Hanukkah, however, has its own origins and meaning, and begins with the triumph of the Maccabee guerrilla fighters, around 165 BCE, against the Seleucid empire, which then dominated Israel.
Under the ruler Antiochus, the Seleucids, based in Syria, tried to “Hellenize” the Israeli colony by introducing Greek customs and repressing the native Hebrew religion and its practices. Eventually the Maccabees, a priestly family, regained control of the temple in Jerusalem, which had been used for pagan rites.
Under Jewish law the temple needed to be cleansed and reconsecrated before it could be used for Jewish worship. Part of the ritual involved burning a lamp. But enough oil for only one day was available, and it would take eight days to prepare a new supply. According to legend, however, the oil miraculously burned for eight days.
Thus the tradition of the menorah, an eight-branched candelabra (sometimes with one in the middle), was created. On the first night of Hanukkah observant Jews light one candle, and on subsequent nights they light another until all eight are burning, symbolizing the increasing triumph of light over darkness.
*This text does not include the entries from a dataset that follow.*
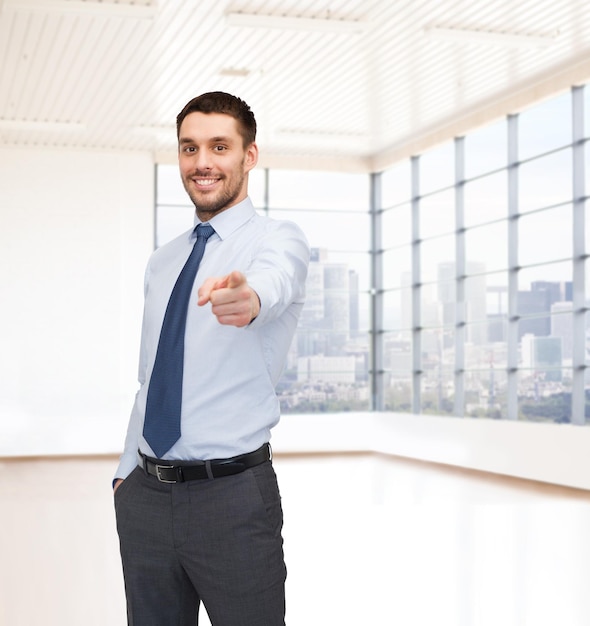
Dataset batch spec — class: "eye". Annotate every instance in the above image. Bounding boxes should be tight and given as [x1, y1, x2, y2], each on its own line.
[213, 145, 227, 152]
[184, 146, 197, 153]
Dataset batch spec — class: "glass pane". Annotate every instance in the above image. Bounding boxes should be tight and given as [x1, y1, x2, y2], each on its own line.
[464, 171, 508, 227]
[268, 169, 369, 211]
[420, 188, 455, 238]
[518, 313, 552, 341]
[381, 160, 412, 207]
[517, 263, 573, 343]
[382, 203, 411, 248]
[385, 381, 414, 412]
[518, 262, 572, 294]
[249, 168, 267, 209]
[518, 205, 572, 266]
[421, 281, 446, 328]
[355, 292, 371, 334]
[517, 369, 572, 423]
[464, 118, 508, 178]
[518, 149, 572, 213]
[382, 287, 412, 331]
[157, 163, 185, 204]
[465, 332, 507, 365]
[468, 320, 508, 356]
[419, 140, 455, 194]
[462, 273, 488, 327]
[384, 331, 412, 369]
[585, 85, 590, 139]
[383, 329, 413, 412]
[550, 303, 573, 362]
[156, 203, 193, 247]
[421, 331, 455, 415]
[382, 246, 412, 289]
[465, 221, 508, 272]
[485, 274, 509, 316]
[269, 209, 369, 252]
[421, 234, 455, 283]
[464, 368, 508, 419]
[518, 90, 572, 160]
[422, 326, 455, 358]
[323, 250, 370, 292]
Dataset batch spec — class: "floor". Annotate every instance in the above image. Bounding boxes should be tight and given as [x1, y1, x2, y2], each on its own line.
[1, 452, 590, 626]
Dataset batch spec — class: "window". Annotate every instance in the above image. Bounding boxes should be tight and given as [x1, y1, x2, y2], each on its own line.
[155, 85, 589, 423]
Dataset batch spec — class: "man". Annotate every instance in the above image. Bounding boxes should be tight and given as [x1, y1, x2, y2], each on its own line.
[114, 91, 310, 626]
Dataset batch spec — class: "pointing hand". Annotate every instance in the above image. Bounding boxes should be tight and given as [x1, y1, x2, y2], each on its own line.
[198, 271, 260, 327]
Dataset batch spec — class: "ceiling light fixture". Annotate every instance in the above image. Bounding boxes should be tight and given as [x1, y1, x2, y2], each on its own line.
[225, 11, 372, 34]
[423, 25, 559, 48]
[218, 67, 252, 78]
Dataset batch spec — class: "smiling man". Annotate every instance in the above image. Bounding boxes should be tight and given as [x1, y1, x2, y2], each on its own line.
[113, 92, 310, 626]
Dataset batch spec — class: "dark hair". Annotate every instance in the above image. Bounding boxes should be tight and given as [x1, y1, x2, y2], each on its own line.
[176, 91, 257, 147]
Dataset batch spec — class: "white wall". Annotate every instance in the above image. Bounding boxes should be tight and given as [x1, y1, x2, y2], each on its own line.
[0, 147, 153, 456]
[273, 412, 590, 491]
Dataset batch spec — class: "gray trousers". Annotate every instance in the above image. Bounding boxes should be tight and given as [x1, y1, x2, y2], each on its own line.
[115, 460, 286, 626]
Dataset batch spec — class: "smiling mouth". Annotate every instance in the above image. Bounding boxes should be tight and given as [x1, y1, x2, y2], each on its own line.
[192, 177, 219, 188]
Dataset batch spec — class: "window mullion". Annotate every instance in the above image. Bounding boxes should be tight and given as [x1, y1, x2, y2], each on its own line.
[571, 85, 586, 424]
[454, 137, 465, 416]
[370, 172, 384, 411]
[507, 114, 519, 420]
[411, 156, 421, 414]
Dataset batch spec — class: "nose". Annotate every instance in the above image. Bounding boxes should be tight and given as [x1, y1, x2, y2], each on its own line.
[193, 149, 212, 171]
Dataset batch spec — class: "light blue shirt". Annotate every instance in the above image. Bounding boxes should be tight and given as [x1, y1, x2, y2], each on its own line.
[115, 197, 310, 479]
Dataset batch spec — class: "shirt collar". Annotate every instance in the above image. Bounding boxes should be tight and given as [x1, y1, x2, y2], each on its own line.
[191, 196, 255, 242]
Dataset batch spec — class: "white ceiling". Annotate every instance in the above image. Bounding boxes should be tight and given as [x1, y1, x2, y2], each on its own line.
[1, 0, 590, 172]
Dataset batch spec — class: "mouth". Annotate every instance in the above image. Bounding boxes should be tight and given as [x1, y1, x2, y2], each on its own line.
[191, 176, 220, 190]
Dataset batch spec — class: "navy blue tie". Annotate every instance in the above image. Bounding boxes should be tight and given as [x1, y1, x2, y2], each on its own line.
[143, 223, 215, 458]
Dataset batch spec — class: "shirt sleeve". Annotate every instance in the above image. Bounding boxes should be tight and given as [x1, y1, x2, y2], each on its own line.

The candlelights of what is also called the Festival of Lights can be viewed in several ways. In the days before electricity the idea of light in the darkness was a more powerful beacon of hope and comfort than we moderns can perhaps comprehend. The light could also be taken to mean the progressive triumph of the light of Yahweh’s teachings and wisdom over the darkness of ignorance and superstition.
Rooted in the struggle against religious and political oppression, Hanukkah’s lights are also a symbol of freedom and the hope that it will grow from strength to strength in a world where tyranny and oppression are all too commonplace. Hanukkah is a powerful reminder that tyranny can be defeated and freedom restored.
Activists in London have proposed appearing in front of Iranian embassies around the world during Hanukkah this year, and simply and silently lighting candles for eight nights to declare solidarity with the aspirations of Iranians who desire freedom.
Freedom, especially the freedom to practice one’s religion without hindrance, is a universal aspiration. Jews and non-Jews alike can honor the spirit of Hanukkah by resolving to renew their vigilance and determination to protect freedom where it exists and to spread its blessings where its light does not yet shine.